Bloom filters are a great technique to test whether a key is not in a set of keys or is very likely a part of a set. In a nutshell, Adapted Range Filters are for range queries what Bloom filters are for point queries. That is, an ARF can determine whether a set of keys does not contain any keys that are part of a specific range, or very likely has it.

Finally, peer sync strategy looks like this: download a set of Adaptive Range Filters for a big number of different peers, say 1,000, total 10Mb of download and build a set of range filter trees in memory. ARF support range queries, plus lookups could be easily parallelized to all these 1,000 trees. Likely for any piece of data it will find several locations, say, 10 peers, and could be further improved with techniques like swarming data transfer or similar, reaching a speed and efficiency of torrents. Next, needed pieces of data are downloaded from peers.

Also we add an endpoint to perform a search without downloading all ads, which locally performs a search in all adaptive range filter ads with low priority. Yeah, we still don’t have fully featured stateless API without tx hash to block resolving and other methods but we got structure where partially state clients could be already useful for network, return proportional to get and fulfil some stateless clients queries. Also it could be a checkpoint to more functional stateless API without incentivization and State Providers.

What’s next

We are going to make simulation to ensure Adaptive Range Filter performance and ability to solve current and future Eth1.x tasks:

  • moving load from full nodes, we expect that full nodes will participate only in gossip after all
  • ability of network with big share of partial state nodes to handle imbalances of storage allocation and popularity
  • ability of network with big share of partial state nodes to execute all real world task for different type of clients
  • ability of full nodes to recover from partial state nodes after all full nodes are down
  • provide viable state and historical data store balancing strategy built over non-fuzzy stimulus

Just wanted to note that I enjoyed this read and I’m really happy to see other people stabbing at this with different approaches.

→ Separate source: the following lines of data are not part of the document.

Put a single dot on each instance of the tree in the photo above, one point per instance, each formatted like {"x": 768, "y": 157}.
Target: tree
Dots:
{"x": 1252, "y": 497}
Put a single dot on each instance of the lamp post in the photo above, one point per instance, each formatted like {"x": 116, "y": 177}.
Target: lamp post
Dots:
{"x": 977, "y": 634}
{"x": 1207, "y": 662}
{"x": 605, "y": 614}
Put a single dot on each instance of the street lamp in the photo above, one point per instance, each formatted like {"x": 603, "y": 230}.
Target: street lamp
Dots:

Adaptive range filters look great. I can see how they could be used to improve advertisements of what data each node on the network has in a really nice way. Specifically, in the DHT network design I was playing around with they would greatly improve the efficiency of how clients advertise which parts of the keyspace they have available.

One thing that I’d like to point out which is specific to the current Ethereum state and shape of the tree is that contract storage is notoriously difficult to shard. While the overall account trie divides up easily along predictable boundaries since it has a near uniform distribution, the dangling contract storage tries vary widely in how large they are. At least under the current trie structure, I’ve yet to see any proposed approach that would allow us to divide this data up in a manner that evenly distributes the keys while still maintaining other necessary properties for efficient retrieval (which tend to take the form of requesting ranges of the data). I’ll be honest that I haven’t explored the solution space of actually re-shaping the trie, but I’m curious if this is an area that you’ve given much thought.